Annestown Swell Statistics, Autumn: All Swell – Any Wind
The rose diagram shows the range of swells directed at Annestown over a normal northern hemisphere autumn and is based upon 7252 NWW3 model predictions since 2006 (values every 3 hours). The wave model does not forecast surf and wind right at the shore so we have chosen the most applicable grid node based on what we know about Annestown. In this particular case the best grid node is 21 km away (13 miles).
The rose diagram describes the distribution of swell directions and swell sizes, while the graph at the bottom shows the same thing without direction information. Five colours represent increasing wave sizes. Very small swells of less than 0.5m (1.5 feet) high are shown in blue. These occurred 36% of the time. Green and yellow show increasing swell sizes and red illustrates biggest swells greater than >3m (>10ft). In both graphs, the area of any colour is proportional to how commonly that size swell occurs.
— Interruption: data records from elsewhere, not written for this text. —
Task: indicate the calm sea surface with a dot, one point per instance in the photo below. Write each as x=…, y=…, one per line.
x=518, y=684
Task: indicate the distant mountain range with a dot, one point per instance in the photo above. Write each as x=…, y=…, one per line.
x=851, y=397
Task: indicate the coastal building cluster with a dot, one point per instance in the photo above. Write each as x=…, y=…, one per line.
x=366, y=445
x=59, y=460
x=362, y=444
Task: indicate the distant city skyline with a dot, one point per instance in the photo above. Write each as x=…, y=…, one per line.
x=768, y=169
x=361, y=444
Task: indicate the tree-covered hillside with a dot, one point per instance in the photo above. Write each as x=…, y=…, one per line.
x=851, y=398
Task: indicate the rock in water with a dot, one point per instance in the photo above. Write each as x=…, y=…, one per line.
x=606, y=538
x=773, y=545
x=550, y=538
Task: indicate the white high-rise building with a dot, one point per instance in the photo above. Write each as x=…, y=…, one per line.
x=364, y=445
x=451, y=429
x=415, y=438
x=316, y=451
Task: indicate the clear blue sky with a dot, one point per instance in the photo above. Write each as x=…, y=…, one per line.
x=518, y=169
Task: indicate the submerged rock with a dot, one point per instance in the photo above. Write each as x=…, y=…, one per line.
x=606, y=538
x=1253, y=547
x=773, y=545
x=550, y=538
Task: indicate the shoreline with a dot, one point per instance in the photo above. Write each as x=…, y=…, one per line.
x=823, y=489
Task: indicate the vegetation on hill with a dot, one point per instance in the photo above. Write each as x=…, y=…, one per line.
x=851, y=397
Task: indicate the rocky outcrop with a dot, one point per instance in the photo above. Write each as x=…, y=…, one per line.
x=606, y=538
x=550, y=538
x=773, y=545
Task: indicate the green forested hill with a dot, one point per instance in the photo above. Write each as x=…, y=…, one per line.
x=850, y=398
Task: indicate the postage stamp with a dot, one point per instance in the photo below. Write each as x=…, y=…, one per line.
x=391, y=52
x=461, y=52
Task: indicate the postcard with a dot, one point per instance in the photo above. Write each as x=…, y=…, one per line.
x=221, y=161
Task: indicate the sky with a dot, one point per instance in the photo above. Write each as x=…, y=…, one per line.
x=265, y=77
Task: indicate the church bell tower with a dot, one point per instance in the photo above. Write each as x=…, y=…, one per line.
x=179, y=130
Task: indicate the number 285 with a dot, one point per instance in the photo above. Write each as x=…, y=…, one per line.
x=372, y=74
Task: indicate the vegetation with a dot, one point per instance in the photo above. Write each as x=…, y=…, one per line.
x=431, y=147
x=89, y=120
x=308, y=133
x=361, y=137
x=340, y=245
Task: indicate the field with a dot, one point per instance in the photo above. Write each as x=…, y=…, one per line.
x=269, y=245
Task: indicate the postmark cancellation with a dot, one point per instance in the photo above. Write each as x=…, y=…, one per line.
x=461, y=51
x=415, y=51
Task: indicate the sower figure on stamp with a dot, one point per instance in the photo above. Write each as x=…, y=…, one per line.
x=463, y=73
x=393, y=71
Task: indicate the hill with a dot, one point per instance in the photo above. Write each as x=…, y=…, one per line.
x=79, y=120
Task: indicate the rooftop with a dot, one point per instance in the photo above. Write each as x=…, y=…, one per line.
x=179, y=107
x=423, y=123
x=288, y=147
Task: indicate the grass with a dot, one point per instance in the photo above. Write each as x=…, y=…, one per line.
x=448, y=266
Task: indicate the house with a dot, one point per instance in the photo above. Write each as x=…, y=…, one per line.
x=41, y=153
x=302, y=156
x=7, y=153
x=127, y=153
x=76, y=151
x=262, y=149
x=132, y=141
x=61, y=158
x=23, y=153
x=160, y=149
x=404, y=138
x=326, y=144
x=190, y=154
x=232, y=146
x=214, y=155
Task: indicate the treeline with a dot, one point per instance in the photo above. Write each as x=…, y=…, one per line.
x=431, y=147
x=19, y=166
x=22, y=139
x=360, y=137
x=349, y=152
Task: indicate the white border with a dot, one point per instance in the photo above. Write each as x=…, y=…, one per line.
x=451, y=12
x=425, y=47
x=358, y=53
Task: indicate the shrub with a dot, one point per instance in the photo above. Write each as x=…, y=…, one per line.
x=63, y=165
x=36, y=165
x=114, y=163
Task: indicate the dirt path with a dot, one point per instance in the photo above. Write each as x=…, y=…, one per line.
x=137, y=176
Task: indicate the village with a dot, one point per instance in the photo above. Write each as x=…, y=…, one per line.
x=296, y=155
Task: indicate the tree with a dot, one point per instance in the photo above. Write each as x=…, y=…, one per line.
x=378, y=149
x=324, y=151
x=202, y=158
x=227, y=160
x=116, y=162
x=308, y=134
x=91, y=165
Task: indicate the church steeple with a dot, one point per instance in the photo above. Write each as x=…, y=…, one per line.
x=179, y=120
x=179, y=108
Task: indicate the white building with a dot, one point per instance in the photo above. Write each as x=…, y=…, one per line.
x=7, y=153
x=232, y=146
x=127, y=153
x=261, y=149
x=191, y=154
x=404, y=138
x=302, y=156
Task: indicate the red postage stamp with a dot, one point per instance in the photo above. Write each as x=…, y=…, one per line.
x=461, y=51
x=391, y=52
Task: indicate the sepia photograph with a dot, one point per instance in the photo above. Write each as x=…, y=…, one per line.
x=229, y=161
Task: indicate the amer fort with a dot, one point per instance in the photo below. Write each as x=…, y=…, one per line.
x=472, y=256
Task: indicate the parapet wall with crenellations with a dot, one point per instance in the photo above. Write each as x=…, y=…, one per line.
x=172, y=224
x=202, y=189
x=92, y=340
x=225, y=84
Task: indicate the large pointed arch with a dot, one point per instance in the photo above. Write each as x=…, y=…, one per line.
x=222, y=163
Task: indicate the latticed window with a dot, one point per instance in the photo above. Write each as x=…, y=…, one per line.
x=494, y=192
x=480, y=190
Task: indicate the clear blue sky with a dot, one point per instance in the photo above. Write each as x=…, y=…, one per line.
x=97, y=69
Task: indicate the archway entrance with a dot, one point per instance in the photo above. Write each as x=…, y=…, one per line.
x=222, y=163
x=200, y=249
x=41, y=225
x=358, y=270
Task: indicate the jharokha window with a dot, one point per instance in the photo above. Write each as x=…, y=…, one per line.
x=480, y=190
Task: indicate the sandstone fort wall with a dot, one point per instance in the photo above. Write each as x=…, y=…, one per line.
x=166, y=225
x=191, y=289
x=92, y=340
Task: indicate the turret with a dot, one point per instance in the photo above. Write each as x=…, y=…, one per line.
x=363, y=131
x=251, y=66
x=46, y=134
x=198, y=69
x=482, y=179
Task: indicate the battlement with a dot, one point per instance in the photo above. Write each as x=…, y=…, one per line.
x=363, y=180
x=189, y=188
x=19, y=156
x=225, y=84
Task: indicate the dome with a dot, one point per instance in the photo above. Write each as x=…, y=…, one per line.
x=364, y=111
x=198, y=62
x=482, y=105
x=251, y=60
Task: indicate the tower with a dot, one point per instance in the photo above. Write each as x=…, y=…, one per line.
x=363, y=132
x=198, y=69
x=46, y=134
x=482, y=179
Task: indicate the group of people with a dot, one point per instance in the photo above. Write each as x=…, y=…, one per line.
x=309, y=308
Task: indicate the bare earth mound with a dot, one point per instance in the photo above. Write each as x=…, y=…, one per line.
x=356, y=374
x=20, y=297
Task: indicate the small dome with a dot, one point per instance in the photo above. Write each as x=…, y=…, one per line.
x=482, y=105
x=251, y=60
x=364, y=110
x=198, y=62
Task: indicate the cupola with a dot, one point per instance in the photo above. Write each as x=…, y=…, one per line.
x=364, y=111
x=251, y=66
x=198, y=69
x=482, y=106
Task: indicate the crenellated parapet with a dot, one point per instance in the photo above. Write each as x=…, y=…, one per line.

The diagram implies that the most common swell direction, shown by the longest spokes, was SW, whereas the the prevailing wind blows from the WSW. Because the wave model grid is offshore, sometimes a strong offshore wind blows largest waves away from Annestown and away from the coast. We group these with the no surf category of the bar chart. To avoid confusion we don't show these in the rose graph. Because wind determines whether or not waves are good for surfing at Annestown, you can view an alternative image that shows only the swells that were predicted to coincide with glassy or offshore wind conditions. During a typical northern hemisphere autumn, swells large enough to cause clean enough to surf waves at Annestown run for about 28% of the time.
IMPORTANT: Beta version feature! Swell heights are open water values from NWW3. There is no attempt to model near-shore effects. Coastal wave heights will generally be less, especially if the break does not have unobstructed exposure to the open ocean.